The South African Revenue Service (SARS) is providing an update to the media and the public on its operations to combat crimes such as smuggling, fraud and abuse of the tax system for the month of May 2014.
The aim is to inform the public about the work SARS’ Customs and Enforcement teams do on a daily basis, to provide an indication of the prevalence of tax and customs-related offences in South Africa, and to illustrate the support SARS provides to other law enforcement agencies.
Interventions to combat Fraud and Corruption SARS will combat any form of corruption, fraud and abuse of the tax system. The following cases can be reported for May 2014:
On 16 May, Mr Mario van Wyk (trading as Ultimate Customs and Excise Clearing and Consulting) pleaded guilty in the Johannesburg Regional Court to fraud charges emanating from the submission of false Customs documents and declarations using fraudulently created SARS letterheads during February and March 2010. He was sentenced to a fine of R20 000 or 2 years imprisonment, with another 2 years imprisonment being wholly suspended.

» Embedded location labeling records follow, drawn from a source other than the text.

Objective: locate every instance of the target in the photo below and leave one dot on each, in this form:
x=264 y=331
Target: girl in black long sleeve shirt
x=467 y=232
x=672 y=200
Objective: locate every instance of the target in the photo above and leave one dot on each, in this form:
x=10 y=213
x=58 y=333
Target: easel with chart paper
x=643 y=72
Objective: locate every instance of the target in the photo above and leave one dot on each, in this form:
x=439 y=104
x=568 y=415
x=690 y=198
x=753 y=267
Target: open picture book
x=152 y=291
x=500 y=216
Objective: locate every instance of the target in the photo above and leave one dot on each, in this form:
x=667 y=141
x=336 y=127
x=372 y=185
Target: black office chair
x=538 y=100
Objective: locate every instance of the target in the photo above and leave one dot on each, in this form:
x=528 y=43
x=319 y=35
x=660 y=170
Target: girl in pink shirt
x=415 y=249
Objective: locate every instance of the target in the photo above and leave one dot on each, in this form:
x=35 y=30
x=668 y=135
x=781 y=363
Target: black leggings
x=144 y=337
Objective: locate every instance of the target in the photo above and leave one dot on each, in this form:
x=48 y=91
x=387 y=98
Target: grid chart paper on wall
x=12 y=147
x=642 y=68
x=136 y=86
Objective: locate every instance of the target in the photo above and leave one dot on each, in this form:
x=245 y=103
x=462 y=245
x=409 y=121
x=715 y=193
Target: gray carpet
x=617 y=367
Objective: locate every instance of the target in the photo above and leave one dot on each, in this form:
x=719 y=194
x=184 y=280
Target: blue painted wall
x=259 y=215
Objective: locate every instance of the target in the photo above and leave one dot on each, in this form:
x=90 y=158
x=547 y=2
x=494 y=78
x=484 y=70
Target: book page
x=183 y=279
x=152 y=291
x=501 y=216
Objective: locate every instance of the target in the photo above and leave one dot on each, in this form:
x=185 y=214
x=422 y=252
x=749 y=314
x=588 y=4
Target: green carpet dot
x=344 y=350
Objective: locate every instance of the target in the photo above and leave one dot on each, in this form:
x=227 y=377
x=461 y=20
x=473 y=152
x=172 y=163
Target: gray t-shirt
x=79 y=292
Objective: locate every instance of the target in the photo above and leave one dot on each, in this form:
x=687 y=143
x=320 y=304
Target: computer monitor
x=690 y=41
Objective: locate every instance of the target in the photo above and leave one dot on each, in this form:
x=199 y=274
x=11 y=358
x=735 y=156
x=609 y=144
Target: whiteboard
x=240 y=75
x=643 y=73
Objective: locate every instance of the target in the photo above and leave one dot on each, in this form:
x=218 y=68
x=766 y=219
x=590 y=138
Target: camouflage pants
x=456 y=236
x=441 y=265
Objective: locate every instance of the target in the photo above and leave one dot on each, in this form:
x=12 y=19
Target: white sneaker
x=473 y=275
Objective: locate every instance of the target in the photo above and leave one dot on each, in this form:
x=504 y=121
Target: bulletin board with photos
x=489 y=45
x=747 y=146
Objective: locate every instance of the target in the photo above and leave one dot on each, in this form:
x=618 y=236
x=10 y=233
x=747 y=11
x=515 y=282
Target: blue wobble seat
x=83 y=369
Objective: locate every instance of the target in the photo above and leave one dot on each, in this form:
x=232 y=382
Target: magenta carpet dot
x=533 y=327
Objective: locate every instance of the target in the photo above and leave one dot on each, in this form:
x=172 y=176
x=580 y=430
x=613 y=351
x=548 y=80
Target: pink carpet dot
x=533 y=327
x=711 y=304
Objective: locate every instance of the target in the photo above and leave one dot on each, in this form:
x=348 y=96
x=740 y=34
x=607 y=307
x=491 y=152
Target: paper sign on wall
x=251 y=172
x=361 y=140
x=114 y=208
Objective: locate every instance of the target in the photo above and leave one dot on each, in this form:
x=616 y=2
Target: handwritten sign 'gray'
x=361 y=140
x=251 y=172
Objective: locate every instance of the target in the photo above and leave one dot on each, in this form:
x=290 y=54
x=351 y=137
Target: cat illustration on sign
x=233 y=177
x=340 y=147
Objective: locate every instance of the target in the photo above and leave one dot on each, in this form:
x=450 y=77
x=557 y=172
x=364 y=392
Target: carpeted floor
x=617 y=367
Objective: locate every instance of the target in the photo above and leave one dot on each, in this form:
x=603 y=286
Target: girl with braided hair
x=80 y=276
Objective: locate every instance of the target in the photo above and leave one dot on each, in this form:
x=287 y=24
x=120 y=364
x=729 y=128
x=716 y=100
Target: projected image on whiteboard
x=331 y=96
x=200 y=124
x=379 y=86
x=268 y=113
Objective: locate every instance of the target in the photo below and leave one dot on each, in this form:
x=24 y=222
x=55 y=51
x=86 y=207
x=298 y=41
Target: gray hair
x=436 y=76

As previously reported, on 22 May the North Gauteng High Court granted SARS a final preservation order in the ongoing civil case against Mr Radovan Krejcir. Preservation orders enable SARS to preserve assets when there are outstanding tax liabilities. More specifically these provisions are applied when there is a real risk of the dissipation of assets or where there is a risk that the taxpayer could dispose of assets or put assets out of the reach of SARS’ collection efforts.
On 26 May, the Cape Town Regional Court sentenced Mr PG Firstbrook to five years imprisonment after he had pleaded guilty to 78 charges, including failure to submit PIT returns, failure to submit VAT 201 returns, VAT fraud to a value of over R475 000 and fraud to the same amount. This case has a long history – in 2000 Mr Firstbrook (trading as 584 Distributors) was deregistered because of his failure to submit VAT and PIT returns. He then proceeded to trade as an individual, using the deregistered VAT number, and charging VAT which he did not remit to SARS.
On 29 May Mr Gerhardus Prinsloo pleaded guilty in the Bloemfontein High Court to 75 counts of fraud, with the loss to the fiscus being over R1.9 million. Mr Prinsloo had, over the period April 2011 to April 2013, misled 75 farmers into defrauding SARS by declaring livestock transactions as maize, grass and feed sales which do not attract VAT charges. He was sentenced to a fine of R600 000 or 6 years in jail, of which R200 000 or 2 years in jail were wholly suspended.
Section 240A of the Tax Administration Act, 2011 (as amended) requires that all tax practitioners register with a recognized controlling body before 1 July 2013. It is a criminal offense to not register with both a recognized controlling body and SARS.